Other investors include Horizons Ventures (Li Ka-Shing’s venture capital arm – investor in Spotify, Facebook and Skype); Peter Jackson (CEO of Travelex), and Darren Shapland (ex-Chairman of Sainsbury’s Bank); as well as the entrepreneurs behind businesses including Streetcar, Lastminute.com, Jawbone, SoundCloud, Skyscanner and Funding Circle.
Aimed at the UK’s seven million 8-18 year olds (a 43 million-strong market in the US) Osper is a mobile-only, branchless, banking service. Its pre-paid debit card is ratified and backed by MasterCard and comes with a simple mobile app (Android or iOS), which has separate logins for the young person and their parents. The accounts have no credit or over-draft so the child or teenager can only spend what they have. The Osper Cards are free for the first year, and then cost £10 per year thereafter. The distinct orange card can be used in stores, for cash withdrawals at ATMs and for online purchases and service subscriptions such as Amazon and iTunes.
Because they can see how the money is spent, parents can hand over more of the decision-making to the child, who then – hopefully – gets smart about how to manage their money. It means parents no long need to hand over cash or lend their own credit card for online purchases.
The is key, because, as founder Alick Varma says, research has found that less than 30% of young people with a bank account use online banking and instead reply on cash or credit cards from parents. This is despite three quarters of young people in the UK having a bank account.

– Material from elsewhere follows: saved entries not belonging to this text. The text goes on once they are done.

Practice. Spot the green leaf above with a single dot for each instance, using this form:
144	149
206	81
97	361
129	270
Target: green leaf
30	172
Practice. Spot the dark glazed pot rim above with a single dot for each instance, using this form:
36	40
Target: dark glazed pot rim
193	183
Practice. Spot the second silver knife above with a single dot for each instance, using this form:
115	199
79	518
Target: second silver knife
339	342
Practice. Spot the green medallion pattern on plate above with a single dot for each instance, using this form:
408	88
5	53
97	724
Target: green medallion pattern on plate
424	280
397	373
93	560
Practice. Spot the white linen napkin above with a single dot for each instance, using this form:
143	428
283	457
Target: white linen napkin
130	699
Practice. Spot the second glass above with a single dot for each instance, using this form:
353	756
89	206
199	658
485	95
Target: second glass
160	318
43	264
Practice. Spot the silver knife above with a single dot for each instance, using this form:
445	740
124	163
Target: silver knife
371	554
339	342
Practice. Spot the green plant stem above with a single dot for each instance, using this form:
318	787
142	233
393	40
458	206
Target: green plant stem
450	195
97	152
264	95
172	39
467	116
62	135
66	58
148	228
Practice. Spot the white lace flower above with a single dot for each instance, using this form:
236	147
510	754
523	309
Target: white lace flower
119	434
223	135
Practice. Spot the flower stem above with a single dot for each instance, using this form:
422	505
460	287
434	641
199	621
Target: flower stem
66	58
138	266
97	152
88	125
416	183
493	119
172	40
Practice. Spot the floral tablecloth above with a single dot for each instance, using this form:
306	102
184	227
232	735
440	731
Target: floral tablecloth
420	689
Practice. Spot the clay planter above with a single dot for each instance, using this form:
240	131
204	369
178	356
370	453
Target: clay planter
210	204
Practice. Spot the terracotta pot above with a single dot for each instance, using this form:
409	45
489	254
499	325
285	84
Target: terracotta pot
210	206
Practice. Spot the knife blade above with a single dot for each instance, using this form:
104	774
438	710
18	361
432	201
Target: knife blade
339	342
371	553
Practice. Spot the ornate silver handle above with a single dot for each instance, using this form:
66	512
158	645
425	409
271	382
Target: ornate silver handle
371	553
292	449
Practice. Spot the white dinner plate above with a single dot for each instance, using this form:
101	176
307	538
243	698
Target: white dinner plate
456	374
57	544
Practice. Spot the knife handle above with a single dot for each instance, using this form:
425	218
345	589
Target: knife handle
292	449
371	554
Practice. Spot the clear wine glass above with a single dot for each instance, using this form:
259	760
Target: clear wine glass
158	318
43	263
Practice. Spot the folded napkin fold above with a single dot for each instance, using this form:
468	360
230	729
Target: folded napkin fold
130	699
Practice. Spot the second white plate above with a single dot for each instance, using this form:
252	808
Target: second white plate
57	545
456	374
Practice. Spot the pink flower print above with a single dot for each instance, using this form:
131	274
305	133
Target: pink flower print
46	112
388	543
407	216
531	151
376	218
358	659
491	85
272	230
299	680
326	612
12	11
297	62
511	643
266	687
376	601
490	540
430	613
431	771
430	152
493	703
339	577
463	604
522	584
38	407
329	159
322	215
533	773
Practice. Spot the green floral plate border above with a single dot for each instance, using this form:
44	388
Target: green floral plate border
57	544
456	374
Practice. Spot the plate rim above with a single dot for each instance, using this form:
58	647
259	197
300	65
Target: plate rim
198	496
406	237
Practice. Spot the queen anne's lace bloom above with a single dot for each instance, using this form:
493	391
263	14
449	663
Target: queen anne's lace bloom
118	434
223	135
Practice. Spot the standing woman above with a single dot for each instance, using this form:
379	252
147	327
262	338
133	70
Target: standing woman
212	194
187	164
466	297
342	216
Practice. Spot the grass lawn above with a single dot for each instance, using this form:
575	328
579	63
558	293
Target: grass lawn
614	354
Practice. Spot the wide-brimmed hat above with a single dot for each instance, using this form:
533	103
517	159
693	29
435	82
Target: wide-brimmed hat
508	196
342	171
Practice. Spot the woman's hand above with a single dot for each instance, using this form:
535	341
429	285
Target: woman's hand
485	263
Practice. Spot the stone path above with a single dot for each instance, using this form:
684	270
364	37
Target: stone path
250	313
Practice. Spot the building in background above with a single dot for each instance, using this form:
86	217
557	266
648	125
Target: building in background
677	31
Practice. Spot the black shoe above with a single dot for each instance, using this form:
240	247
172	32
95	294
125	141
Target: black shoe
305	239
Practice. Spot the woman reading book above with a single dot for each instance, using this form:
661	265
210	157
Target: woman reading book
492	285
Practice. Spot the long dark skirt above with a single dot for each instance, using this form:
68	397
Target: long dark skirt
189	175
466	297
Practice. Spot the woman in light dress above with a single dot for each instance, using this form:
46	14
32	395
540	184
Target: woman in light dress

In other words, they need a new kind of service to encourage them to actually use a banking service. (Assuming they aren’t already on Bitcoin of course).
“There is a need to reinvent banking for young people; they should have the tools to build self-confidence to manage money from a young age,” says Varma, an entrepreneur who formerly trained as a maths teacher but went on to work at M-Pesa (the mobile-payments platform in Kenya), and Spotify.
The card and the app has several features that are likely to attract parents to the idea, such as the ability to monitor and manage Osper Card remotely, instant loading of cash, SMS alerts for transactions declined and card lock for stolen cards.
The company plans to make money via revenue from the ‘interchange’ when a transaction is made, the interest on deposits and the annual subscription fee.
It’s likely that Osper could do well in the UK, although it’s possible that a much larger incumbent bank could launch and market a competitive product. In the US the ‘Simple’ bank – which makes a virtue of its simplicity – might well be watching this startup with interest.